The Kamchatka cluster is named for the Kamchatka Peninsula in the far
east of Russia, and covers the subduction zone along southern
Kamchatka’s Pacific coast. The region is intensely active, most notably
with the 9.0 Mw earthquake of Novermber 4, 1952 and the 8.8 Mw
earthquake of July 29, 2025. The cluster includes both earthquakes
(indicated by larger red stars in the base map), as well as the
September 13 (7.4 Mw) and September 19 (7.8 Mw) aftershocks of the 2025
mainshock, indicated by smaller red stars in the base map, but the point
of this cluster is not to represent the full pattern of seismicity in
the region; it is to provide a framework of calibrated hypocenters which
can be a reference point for more detailed studies of the seismicity. As
in most subduction zone settings, most of the seismicity in southern
Kamchatka is off-shore and therefore is not amenable to direct
calibration because of poor azimuthal coverage. However, by careful
selection of earthquakes, including events that occurred at greater
depths (to ~190 km) in the subduction zone, a cluster with good
azimuthal coverage for direct calibration can be assembled.
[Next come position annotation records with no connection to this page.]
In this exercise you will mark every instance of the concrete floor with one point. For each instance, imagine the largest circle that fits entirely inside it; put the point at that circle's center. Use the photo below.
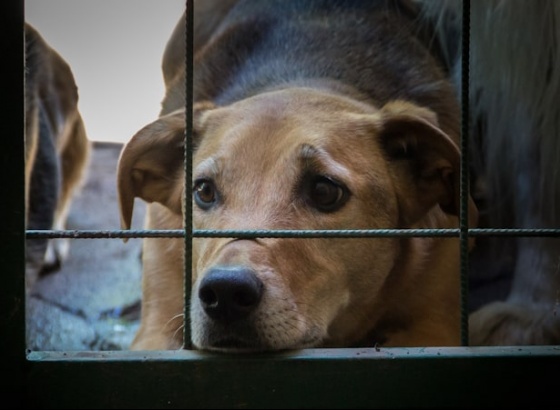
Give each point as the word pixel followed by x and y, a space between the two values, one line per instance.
pixel 93 301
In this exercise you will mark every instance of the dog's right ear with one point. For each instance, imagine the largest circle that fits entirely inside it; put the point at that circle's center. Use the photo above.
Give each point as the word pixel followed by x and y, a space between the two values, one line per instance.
pixel 151 163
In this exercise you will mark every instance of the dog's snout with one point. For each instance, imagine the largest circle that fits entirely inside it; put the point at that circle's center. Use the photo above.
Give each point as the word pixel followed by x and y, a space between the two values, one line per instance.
pixel 229 294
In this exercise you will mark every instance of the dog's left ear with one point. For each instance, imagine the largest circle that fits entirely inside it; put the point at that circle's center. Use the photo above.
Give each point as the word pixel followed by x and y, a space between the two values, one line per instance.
pixel 151 163
pixel 425 162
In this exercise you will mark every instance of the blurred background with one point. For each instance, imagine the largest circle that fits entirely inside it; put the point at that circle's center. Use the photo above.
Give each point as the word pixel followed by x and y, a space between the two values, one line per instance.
pixel 114 48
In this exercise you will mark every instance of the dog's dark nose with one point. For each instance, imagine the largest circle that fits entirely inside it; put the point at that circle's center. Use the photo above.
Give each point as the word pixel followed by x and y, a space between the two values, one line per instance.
pixel 229 294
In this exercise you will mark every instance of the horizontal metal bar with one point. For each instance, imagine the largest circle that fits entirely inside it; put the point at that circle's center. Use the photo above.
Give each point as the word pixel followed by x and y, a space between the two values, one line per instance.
pixel 286 233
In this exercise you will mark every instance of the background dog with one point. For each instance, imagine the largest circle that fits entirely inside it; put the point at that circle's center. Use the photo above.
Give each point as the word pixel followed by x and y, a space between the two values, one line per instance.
pixel 515 147
pixel 308 115
pixel 57 150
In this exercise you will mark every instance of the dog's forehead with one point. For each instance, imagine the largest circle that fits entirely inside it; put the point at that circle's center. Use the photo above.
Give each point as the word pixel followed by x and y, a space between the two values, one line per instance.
pixel 279 120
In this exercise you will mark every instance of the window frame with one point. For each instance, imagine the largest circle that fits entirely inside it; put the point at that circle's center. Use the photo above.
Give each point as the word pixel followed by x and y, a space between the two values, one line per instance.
pixel 312 378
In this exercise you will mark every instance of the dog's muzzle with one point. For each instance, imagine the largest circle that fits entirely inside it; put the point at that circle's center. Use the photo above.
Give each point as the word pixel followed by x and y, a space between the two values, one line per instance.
pixel 230 294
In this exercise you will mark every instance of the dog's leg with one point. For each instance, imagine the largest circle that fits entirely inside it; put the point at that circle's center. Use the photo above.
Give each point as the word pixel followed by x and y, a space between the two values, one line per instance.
pixel 74 159
pixel 43 192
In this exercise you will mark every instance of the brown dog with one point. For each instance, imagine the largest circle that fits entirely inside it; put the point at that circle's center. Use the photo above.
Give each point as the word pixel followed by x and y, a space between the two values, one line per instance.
pixel 57 150
pixel 309 115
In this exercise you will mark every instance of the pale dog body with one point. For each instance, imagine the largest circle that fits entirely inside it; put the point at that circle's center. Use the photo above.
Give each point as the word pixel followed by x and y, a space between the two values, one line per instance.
pixel 56 151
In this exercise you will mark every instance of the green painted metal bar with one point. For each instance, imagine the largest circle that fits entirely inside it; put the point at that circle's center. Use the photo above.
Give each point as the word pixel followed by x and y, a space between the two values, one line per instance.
pixel 187 203
pixel 317 378
pixel 346 233
pixel 12 235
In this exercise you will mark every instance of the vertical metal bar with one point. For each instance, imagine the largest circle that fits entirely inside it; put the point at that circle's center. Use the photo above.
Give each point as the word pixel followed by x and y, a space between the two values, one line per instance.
pixel 12 235
pixel 187 205
pixel 464 189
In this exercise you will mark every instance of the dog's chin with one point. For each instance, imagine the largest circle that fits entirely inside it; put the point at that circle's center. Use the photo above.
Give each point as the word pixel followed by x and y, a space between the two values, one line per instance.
pixel 239 346
pixel 225 343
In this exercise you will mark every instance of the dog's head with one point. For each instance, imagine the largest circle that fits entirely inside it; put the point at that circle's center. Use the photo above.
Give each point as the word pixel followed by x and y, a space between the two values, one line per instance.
pixel 298 159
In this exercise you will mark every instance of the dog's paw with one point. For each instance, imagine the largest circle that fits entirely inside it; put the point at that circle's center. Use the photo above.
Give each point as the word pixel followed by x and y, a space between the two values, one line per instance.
pixel 508 324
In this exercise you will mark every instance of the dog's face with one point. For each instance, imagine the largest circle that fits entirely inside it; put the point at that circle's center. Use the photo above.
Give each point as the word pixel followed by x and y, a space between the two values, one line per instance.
pixel 296 159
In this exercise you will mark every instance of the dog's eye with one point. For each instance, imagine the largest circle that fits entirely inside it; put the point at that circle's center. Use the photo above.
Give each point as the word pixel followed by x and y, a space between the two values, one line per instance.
pixel 204 193
pixel 327 195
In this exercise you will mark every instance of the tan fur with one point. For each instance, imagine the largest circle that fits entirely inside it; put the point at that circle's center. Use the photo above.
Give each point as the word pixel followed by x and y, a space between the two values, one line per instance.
pixel 320 292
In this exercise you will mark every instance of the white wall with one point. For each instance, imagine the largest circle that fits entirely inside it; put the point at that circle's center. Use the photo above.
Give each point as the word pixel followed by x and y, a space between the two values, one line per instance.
pixel 114 48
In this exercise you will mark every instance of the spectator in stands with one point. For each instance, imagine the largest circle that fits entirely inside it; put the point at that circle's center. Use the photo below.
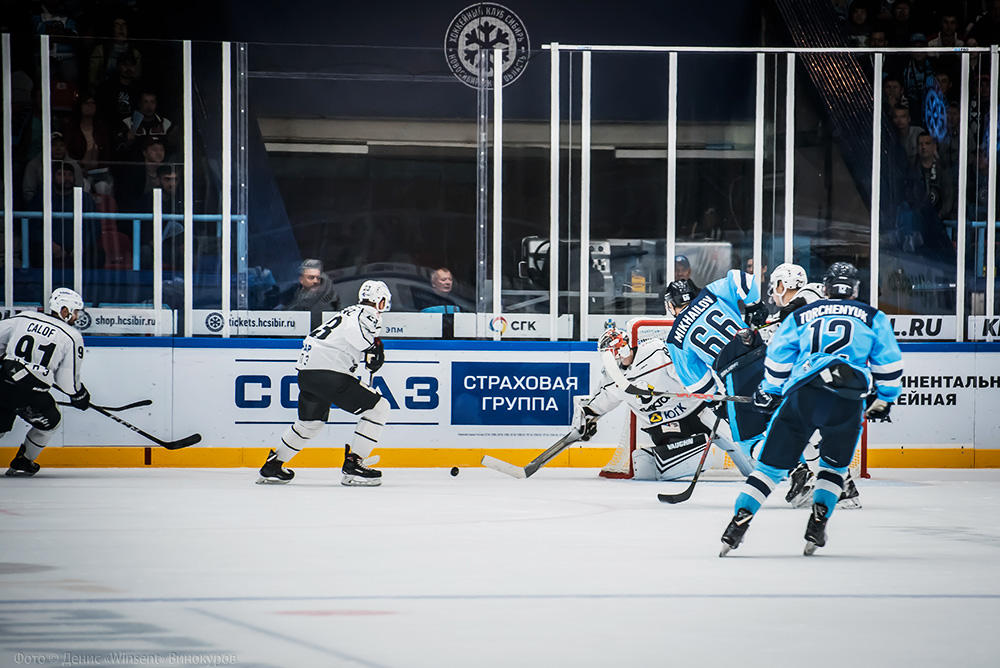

It is
possible to add additional events to this kernel, of course, but adding
too many offshore events destabilizes the location calibration and even
if that were not the case, the shear number of large earthquakes in this
region overwhelms the computational capacity of the relocation code.
Therefore the strategy for placing more of the seismicity of this
important seismic zone in a location-calibrated context is to first
establish this calibrated framework which includes well-recorded events
from 1952 through 2025. Then subsets of the seismicity in the southern
Kamchatka subduction zone, such as a fuller representation of the 1952
sequence, can be relocated with calibrated locations through the
indirect calibration process, making use of the reference locations
determined in this cluster. All earthquakes in the cluster have depth
control, often from both direct arrivals at short epicentral distance
and from teleseismic depth phases. After the 1952 and 2025 mainshocks,
events are selected mainly on the basis of being well-recorded
teleseismically and also having observations at local seismograph
stations that provide the azimuthal coverage needed for a stable direct
calibration. Another criterion is temporal continuity from 1952 through
2025, so that the cluster adequately represents the evolving network of
regional and global seismograph stations. Direct calibration is based on
a simplistic flat-layered crustal model which is obviously a poor
representation of the true velocity structure of a subduction zone. To
some extent the resulting increased scatter in residuals is reflected in
the uncertainties of hypocentral parameters but there is undoubtedly
some remaining systematic bias in the hypocenters.